There is one plausible theory of the events that can be supported by all of the available evidence, making the fewest assumptions and requiring the least complexity to explain.
1. At initial encounter, Zimmerman shouted at Martin. (Deep loud voice is heard before cries for help.)
2. Trayvon Martin punched Zimmerman in the nose and Zimmerman fell backward, striking the back of his head on the edge of the sidewalk. (Most likely mechanism of injury for wounds observed on Zimmerman and abrasions on Martin's knuckles.)
3. Zimmerman held objects in both of his hands when struck in the face, and did not want to let go of at least one of those. (Assumption: If his hands were free when falling backward, he would have broken his fall and not struck his head.)
4. One of those objects was a small black flashlight. (Found on ground nearby.)
5. The other object may have been Zimmerman's handgun. (Assumption – subsequent events are based on this assumption being true.)
6. If the second object were Zimmerman's handgun, that would indicate Zimmerman had pulled a gun on Trayvon Martin. In that case, Martin had no chance to flee, and could either submit to an armed and threatening stranger, or to try to fight, by punching him in the face as hard as he could.
7. If Martin observed that Zimmerman kept control of his handgun after falling, Martin may well have jumped toward Zimmerman to try to take the handgun away. (One eyewitness reported seeing Martin on top of Zimmerman, struggling.)
8. Martin was not successful; he did not control Zimmerman's handgun at any time. (Indisputed fact.)
9. Zimmerman regained his footing, may have yelled at Martin in anger at that time, while holding his gun on Martin. (Alternate occasion for deep shouting heard by witnesses.)
10. Martin began crying for help and pleading for his life. (Subsequent sounds of a younger person's higher voice crying for help heard by several witnesses and recorded on one 911 call.)
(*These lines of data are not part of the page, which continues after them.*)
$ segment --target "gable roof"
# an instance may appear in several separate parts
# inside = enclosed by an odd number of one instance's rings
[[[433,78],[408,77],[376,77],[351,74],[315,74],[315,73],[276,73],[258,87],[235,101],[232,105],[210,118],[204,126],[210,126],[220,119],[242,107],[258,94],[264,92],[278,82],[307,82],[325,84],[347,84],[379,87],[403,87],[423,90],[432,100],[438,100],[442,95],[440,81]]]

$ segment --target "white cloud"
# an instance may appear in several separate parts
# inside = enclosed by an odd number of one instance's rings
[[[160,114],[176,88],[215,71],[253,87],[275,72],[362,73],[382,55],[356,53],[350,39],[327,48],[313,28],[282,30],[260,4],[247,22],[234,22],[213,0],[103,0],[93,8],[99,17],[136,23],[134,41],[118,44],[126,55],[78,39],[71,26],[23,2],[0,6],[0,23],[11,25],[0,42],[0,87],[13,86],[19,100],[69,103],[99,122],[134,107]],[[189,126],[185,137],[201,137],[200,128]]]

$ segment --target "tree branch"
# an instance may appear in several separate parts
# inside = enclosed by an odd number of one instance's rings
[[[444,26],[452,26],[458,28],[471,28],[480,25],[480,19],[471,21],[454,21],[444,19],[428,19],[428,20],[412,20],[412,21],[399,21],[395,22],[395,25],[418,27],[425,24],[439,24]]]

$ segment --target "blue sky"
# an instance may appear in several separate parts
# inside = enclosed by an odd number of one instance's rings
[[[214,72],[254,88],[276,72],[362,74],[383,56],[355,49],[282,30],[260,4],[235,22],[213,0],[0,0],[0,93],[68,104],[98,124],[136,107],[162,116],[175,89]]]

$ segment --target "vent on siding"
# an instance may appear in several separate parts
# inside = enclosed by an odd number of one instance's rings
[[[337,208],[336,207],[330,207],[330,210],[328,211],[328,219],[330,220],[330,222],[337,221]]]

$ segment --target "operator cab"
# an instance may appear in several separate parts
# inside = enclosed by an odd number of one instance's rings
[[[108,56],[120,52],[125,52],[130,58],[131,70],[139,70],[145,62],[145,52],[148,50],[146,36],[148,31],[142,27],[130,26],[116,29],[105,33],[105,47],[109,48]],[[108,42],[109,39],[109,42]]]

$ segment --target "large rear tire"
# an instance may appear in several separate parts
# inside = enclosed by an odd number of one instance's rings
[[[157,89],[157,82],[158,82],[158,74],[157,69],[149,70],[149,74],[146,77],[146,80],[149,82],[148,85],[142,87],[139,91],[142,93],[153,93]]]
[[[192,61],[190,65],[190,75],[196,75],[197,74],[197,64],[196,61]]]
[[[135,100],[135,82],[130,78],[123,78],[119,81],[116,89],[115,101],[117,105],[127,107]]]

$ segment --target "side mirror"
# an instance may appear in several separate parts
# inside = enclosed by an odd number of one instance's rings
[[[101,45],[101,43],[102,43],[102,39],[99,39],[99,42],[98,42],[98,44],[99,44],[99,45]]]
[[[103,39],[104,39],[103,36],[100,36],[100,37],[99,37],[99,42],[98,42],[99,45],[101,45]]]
11. Zimmerman shot Martin in the chest. Martin fell forward. (Martin's body was found face-down.)
12. Zimmerman knelt down to see if Martin was dead. (Witnesses report seeing larger man kneeling over smaller man, then getting up.)
This is an "Occam's Razor" scenario because it doesn't require a lot of unsupported assumptions, and it fits all of the known evidence.
Inside Zimmerman's head, he's just been hit in the face, hard, by a young man he suspects is a criminal, and he had to struggle to keep the man from taking his gun away. Now the young man is crying his head off, alarming residents. Zimmerman knows police will probably arrive soon. His face hurts, perhaps the back of his head hurts too. He may not be thinking perfectly clearly, but he must know that it won't look good for him to be found holding a gun on an unarmed young man. He may be afraid that if he turns his attention away from the boy for a second, he might either run away or try again to grab his gun. The only way, in his mind, to resolve the situation, to make the screaming stop, to remove the threat that the young man would either flee or fight him again, is to pull the trigger. An ill-considered, stupid decision, but set in motion by all the other imprudent decisions he made up until that moment.